В темноте сверкнула серебристая молния.
С реакцией у Эгина всегда был порядок. Вещица, брошенная Шотором, сразу же очутилась в кулаке у Эгина. Это была Внешняя Секира аррума.
– Будет отзываться на тебя по всем правилам. Это уж верь моему слову.
Эгин рассеянно рассматривал подарок. Все как надо. Сорок Отметин Огня, глаза на секире Свода, должность.
– Спасибо! Возникнут какие-то проблемы – обращайся! – крикнул новоиспеченный аррум в спину удаляющемуся Знахарю. Эгину показалось, что это очень удачная шутка.
– Ловлю на слове, – бросил тот через плечо и ускорил шаг.
Когда его фигура слилась со скалами, льнущими к пристани, Эгин скомандовал солдатам отплывать. Те нехотя повиновались. Очень скоро Перевернутая Лилия осталась позади, залитая лунным сиянием.
А промерзший до костей, злой, мятый и похмельный Альсим стоял у другого края пристани и следил за тем, как челн, везущий его новообретенного и новоутраченного денщика, ползет в сторону Урталаргиса по лунной дорожке.
Глава 17
Пиннарин
Когда забрезжил рассвет, Эгин был уже на полпути к вершине скалы, за хребтом которой вился ленивой змеей тракт, соединяющий Урталаргис и Пиннарин.
Он сел на плоский камень, чтобы отдышаться, и посмотрел на море. Лодку с солдатами едва было видно. Молодцы, несмотря на усталость, гребли что было мочи.
Их энтузиазм было легко понять. Солдаты хотели покинуть прибрежные воды как можно быстрее, ибо по всем правилам являлись сейчас изменниками Князя и Истины. А значит, любой верный Хорту окс Тамаю военный корабль имел все полномочия доставить их в ближайший порт для расправы.
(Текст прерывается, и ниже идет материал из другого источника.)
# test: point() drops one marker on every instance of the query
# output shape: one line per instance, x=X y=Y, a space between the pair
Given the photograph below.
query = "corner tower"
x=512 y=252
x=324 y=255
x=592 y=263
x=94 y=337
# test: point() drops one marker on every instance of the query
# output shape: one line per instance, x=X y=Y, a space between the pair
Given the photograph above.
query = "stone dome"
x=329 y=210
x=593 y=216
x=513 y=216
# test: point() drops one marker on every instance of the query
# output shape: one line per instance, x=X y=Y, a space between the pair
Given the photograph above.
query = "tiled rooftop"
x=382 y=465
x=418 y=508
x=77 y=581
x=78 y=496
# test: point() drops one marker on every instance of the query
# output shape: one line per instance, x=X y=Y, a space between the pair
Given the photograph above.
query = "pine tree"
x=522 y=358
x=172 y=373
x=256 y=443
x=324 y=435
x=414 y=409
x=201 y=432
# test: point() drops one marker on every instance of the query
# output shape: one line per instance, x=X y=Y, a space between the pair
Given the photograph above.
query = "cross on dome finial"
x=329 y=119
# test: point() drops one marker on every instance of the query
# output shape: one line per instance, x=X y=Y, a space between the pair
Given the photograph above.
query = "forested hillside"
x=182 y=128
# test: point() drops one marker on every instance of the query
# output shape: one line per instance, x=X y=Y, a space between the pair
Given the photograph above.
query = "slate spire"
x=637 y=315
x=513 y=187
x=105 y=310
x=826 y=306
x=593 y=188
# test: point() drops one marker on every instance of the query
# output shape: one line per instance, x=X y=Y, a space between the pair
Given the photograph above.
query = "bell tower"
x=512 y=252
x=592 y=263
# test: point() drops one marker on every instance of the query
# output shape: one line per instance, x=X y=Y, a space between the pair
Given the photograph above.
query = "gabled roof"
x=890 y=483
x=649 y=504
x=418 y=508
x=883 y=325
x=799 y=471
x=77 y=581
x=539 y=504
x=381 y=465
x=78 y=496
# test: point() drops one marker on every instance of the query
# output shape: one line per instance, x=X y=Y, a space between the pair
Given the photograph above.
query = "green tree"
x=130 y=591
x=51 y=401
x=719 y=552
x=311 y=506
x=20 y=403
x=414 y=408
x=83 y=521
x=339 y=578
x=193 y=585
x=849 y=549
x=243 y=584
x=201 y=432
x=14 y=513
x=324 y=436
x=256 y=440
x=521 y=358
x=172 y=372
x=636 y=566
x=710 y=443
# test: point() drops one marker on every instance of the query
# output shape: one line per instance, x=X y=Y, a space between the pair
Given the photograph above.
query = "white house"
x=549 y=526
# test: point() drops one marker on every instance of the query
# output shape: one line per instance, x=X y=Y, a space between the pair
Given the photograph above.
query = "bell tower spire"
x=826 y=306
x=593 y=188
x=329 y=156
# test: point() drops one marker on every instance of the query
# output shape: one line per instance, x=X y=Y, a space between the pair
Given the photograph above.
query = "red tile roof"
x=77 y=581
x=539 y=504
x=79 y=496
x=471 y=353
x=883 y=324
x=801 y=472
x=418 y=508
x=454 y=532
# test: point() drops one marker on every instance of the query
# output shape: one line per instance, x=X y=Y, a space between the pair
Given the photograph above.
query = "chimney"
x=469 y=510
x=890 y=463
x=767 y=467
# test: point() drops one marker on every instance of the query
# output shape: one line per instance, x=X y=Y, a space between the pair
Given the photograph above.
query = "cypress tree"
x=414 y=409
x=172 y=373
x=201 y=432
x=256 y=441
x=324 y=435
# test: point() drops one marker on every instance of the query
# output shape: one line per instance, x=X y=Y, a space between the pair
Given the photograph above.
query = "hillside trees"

Конечно, ни у кого из гребцов не было такого же, как у Эгина, жетона аррума, которым можно козырнуть, случись такая неприятность. Зато Лагха в случае счастливого возвращения обещал им премного всего хорошего, ради чего, несомненно, имело смысл попотеть из последних сил.
Кстати, о жетонах… Эгин извлек из своего сарнода подарок Знахаря, который не смог толком рассмотреть впотьмах.
Перед тем, как совать его под нос всем и каждому, хорошо бы узнать, как его теперь зовут и в какой Опоре он, ненароком произведенный в аррумы, теперь служит.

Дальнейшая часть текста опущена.